Shares of Tiffany & Co. continue to struggle one week after the company delivered top-line results that were impacted by softer spending from Chinese tourists visiting the U.S. as well as in Hong Kong.
Shares fell nearly 10 percent after the report last week, but rallied on Monday. Today, as the entire market is weighed down by concerns over trade and the increasing likeliness of a global economic slowdown, shares of Tiffany are off 3.4 percent to $87.82 at the midday session. The stock’s 52-week high is $141.64, and the low is $86.51.
Tiffany’s share price decline is steeper than the S&P 500, which is trending down 1.5 percent to 2,660 while the Dow Jones Industrial Average is down about 2 percent to 24,534.
With Tiffany, investors were shaken by the negative impact of Chinese tourists. Ike Boruchow, senior analyst at Wells Fargo Securities, said in a report earlier this week that “currency fluctuations, price reductions on the Mainland and a recent crackdown on China’s ‘daigou’ (an industry based on shoppers buying luxury goods overseas and bringing them back to China)” were to blame.

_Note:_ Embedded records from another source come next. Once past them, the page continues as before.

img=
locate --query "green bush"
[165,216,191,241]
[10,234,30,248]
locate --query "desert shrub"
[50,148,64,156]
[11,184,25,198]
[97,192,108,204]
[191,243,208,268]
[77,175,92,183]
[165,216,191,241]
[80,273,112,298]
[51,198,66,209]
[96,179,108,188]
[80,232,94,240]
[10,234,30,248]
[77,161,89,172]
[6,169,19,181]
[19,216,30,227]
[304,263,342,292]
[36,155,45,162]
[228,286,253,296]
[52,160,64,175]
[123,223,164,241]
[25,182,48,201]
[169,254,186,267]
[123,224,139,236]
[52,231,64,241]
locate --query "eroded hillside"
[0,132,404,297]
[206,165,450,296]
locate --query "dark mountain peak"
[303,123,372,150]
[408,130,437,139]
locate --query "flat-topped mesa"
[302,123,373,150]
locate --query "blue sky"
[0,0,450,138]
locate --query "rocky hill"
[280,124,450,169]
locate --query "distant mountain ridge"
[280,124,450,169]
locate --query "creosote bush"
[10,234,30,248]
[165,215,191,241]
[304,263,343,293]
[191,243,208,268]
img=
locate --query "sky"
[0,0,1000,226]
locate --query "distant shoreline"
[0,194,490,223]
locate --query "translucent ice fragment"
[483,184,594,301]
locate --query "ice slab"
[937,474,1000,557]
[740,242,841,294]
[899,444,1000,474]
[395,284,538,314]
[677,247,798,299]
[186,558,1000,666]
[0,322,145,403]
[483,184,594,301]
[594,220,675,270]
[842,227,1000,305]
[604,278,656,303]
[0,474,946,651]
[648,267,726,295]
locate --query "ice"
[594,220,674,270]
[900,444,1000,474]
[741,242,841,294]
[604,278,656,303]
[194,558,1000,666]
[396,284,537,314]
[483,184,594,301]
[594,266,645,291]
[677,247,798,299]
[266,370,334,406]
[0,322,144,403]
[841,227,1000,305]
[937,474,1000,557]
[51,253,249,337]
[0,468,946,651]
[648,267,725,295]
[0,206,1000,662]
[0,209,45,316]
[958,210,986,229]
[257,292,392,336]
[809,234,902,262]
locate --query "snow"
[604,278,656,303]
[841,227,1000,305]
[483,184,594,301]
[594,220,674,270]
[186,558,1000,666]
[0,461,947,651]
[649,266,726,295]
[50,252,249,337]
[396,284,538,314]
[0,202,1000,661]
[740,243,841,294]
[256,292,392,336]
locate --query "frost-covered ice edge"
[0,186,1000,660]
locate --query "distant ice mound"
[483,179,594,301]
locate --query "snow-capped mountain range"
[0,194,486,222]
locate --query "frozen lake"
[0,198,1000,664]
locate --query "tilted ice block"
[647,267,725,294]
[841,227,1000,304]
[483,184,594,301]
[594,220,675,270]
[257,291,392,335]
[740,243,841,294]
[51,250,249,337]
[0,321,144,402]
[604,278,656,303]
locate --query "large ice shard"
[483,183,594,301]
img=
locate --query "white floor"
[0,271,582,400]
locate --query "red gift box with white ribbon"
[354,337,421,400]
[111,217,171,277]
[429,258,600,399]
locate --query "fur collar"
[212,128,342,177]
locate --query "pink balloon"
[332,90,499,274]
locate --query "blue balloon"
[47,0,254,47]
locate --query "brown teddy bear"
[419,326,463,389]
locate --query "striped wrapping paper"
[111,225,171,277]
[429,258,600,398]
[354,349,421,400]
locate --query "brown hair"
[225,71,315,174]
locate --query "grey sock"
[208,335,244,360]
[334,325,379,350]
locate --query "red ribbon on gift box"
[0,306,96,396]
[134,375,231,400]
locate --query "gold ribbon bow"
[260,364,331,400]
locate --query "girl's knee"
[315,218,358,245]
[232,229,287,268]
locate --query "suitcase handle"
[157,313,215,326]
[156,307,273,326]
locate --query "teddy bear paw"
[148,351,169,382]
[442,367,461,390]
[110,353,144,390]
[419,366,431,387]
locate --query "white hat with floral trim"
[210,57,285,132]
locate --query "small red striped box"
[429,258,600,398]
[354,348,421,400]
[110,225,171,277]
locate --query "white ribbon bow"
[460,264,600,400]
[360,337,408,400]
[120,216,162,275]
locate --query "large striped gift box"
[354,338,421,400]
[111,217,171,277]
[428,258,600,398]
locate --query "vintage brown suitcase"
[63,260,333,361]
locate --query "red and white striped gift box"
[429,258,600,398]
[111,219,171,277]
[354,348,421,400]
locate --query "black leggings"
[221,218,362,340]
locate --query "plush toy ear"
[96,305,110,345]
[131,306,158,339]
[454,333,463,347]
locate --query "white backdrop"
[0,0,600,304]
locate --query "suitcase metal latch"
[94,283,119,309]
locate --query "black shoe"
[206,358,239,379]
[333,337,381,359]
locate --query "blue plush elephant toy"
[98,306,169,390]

“The key issue here is that we see 25 to 30 percent of [Tiffany’]s business being impacted by key issues that are out of the company’s control, and regardless if their turnaround strategies are sound (we believe they are), this places a larger macro risk on their global business,” Boruchow said in his report.
On Wednesday, analysts from Telsey Advisory Group met with the management of Tiffany and said in a research note after the session that despite fears of slowing Chinese tourist spend, the company is “focused on growth on the mainland. With concerns over slowing Chinese tourist spending (coming as a result of reduced consumer confidence, a weaker currency, and increased restrictions on gray market activity), management remains committed to what it can control, which is driving strong growth in each market among locals.”
Dana Telsey, chief research officer of her namesake firm, said that to that last point, Tiffany “has driven solid growth in local customer sales over each of the last three quarters, benefiting from the early execution of the company’s six strategic initiatives.”
In the report, the Telsey Advisory Group analysts said Tiffany continues to invest in China, which includes “increasing marketing spend, optimizing its store portfolio (opened three new stores and relocated two older ones this year), and generating greater brand awareness through partnerships with local celebrities and a greater social media presence.”
Telsey added that “while the U.S. remains the most cost-effective market to purchase Tiffany product, the pricing structure has improved over the last year or so.” With U.S. price points as the baseline, Telsey figured that product prices in Europe are about five to 10 percent higher, while in Asia and the Pacific-Japan market they are about 15 percent higher. This compares to about 25 percent higher in China.
“Historically, China prices had been upwards of 40 to 45 percent above the U.S. levels, accounting for tariffs and shipping costs,” Telsey said in the report. “Management continues to see a strong business in China, with the overall slowdown in Asia-Pac last quarter reflecting a slowdown in Korean wholesale sales to duty-free shops that had been very strong in the first half as a weaker Chinese renminbi made shopping there less attractive.”